DocumentCloud releases first piece of software: “CrowdCloud”

Journalism / Article

Warning: Geekspeakā„¢ ahead!

As the folks at DocumentCloud (2009 Knight News Challenge winners) got to work on building their document crowdsourcing platform, they quickly realized they were going to need a lot of processing power:

Our PDFs need to have their text extracted, their images scaled and converted, and their entities extracted for later cataloging. All of these things are computationally expensive, keeping your laptop hot and busy for minutes, especially when the documents run into the hundreds or thousands of pages.

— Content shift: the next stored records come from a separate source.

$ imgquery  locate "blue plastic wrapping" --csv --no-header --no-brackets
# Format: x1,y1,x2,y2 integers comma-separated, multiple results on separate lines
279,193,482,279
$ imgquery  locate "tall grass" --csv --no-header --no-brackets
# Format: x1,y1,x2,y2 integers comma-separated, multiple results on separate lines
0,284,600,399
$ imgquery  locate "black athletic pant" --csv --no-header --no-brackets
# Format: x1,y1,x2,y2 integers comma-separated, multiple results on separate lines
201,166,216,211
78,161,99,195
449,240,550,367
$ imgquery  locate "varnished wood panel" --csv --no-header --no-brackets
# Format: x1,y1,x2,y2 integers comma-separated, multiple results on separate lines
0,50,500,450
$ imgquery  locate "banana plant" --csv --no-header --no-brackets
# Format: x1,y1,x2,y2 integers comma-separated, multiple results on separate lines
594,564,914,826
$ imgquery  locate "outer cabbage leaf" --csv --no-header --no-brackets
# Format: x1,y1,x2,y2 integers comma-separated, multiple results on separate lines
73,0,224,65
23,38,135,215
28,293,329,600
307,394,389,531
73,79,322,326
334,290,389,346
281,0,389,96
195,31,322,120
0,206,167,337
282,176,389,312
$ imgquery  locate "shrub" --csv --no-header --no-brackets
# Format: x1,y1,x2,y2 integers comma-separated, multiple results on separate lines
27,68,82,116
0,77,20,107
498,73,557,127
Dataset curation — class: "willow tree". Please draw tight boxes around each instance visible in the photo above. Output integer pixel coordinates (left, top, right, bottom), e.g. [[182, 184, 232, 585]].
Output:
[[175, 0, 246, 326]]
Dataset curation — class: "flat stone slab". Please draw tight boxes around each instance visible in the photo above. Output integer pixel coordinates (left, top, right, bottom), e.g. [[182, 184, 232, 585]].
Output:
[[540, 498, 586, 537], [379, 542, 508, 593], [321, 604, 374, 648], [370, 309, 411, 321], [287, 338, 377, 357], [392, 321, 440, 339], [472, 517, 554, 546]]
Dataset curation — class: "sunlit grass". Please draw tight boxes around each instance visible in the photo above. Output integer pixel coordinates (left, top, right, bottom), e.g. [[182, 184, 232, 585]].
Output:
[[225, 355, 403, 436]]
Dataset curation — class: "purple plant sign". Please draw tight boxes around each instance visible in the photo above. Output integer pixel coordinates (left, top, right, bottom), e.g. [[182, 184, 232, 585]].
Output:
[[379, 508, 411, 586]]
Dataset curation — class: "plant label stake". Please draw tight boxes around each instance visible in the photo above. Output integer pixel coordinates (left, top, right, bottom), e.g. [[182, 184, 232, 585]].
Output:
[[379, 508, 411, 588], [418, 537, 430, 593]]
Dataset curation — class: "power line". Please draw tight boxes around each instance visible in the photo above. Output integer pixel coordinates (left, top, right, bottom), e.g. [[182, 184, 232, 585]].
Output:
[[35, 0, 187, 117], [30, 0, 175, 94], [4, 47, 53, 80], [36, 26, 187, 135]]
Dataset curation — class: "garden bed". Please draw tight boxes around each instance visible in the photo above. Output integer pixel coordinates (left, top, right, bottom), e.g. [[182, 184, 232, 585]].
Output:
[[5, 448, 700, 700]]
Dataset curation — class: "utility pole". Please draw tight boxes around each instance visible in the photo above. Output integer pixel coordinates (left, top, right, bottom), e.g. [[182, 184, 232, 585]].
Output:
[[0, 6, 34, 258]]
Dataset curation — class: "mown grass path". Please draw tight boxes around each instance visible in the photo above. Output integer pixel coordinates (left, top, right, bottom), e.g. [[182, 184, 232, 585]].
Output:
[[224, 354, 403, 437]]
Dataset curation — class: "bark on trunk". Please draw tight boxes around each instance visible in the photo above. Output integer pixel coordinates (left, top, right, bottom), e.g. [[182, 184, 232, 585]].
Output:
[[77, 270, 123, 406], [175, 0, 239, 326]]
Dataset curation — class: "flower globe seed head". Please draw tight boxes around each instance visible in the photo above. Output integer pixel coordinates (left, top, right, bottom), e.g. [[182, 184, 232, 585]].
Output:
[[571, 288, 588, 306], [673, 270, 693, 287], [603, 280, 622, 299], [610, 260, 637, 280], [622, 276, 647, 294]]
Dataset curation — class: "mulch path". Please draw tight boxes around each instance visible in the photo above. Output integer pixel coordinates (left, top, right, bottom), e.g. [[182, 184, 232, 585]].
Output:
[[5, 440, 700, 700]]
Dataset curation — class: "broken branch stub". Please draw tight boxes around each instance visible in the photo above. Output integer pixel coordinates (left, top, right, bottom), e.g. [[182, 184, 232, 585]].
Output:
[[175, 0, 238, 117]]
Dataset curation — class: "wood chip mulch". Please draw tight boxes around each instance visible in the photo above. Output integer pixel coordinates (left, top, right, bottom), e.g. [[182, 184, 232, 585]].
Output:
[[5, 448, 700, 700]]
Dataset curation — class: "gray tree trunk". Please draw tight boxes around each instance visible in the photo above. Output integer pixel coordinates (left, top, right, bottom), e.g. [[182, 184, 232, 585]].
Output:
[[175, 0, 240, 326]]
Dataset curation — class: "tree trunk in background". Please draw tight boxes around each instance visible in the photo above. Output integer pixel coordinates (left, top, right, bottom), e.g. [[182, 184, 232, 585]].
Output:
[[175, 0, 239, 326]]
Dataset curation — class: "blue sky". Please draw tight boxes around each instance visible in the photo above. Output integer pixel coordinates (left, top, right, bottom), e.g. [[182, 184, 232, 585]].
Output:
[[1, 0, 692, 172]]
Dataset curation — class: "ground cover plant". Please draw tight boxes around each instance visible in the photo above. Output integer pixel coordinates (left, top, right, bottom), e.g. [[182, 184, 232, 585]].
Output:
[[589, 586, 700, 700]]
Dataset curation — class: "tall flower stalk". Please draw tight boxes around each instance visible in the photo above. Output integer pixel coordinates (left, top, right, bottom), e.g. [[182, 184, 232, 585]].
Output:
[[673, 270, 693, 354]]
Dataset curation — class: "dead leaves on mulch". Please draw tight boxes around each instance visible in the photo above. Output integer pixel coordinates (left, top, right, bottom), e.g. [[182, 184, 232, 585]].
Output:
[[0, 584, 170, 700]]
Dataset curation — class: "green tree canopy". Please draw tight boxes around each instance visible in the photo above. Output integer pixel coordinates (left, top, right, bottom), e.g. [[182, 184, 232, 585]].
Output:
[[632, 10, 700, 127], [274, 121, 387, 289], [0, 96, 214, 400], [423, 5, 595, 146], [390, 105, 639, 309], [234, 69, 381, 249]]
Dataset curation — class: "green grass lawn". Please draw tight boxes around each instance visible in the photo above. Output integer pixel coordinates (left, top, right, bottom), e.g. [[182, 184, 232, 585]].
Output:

So they’ve created a program called CrowdCloud that will allow all these tasks to be distributed across a set of machines, and released it as open-source. (True geeks will delight in the pun inherent in the name of the software: while we’re crowdsourcing the task of sifting through PDFs to a group of people, why not crowdsource the task of making those PDFs siftable to a group of computers?)

This means other developers can use the CrowdCloud software to distribute their processor-heavy tasks.

Read more about the software on the DocumentCloud blog.

Update (9/15): The headline and body of this post were edited after publication to reflect the fact that this is central to the DocumentCloud software, not just an extra add-on. Scott Klein, one of the collaborators on the DocumentCloud project, told me we can expect incremental code releases like this in the future: “We’re going to be releasing components as we go instead of doing a big code release at the end,” he said.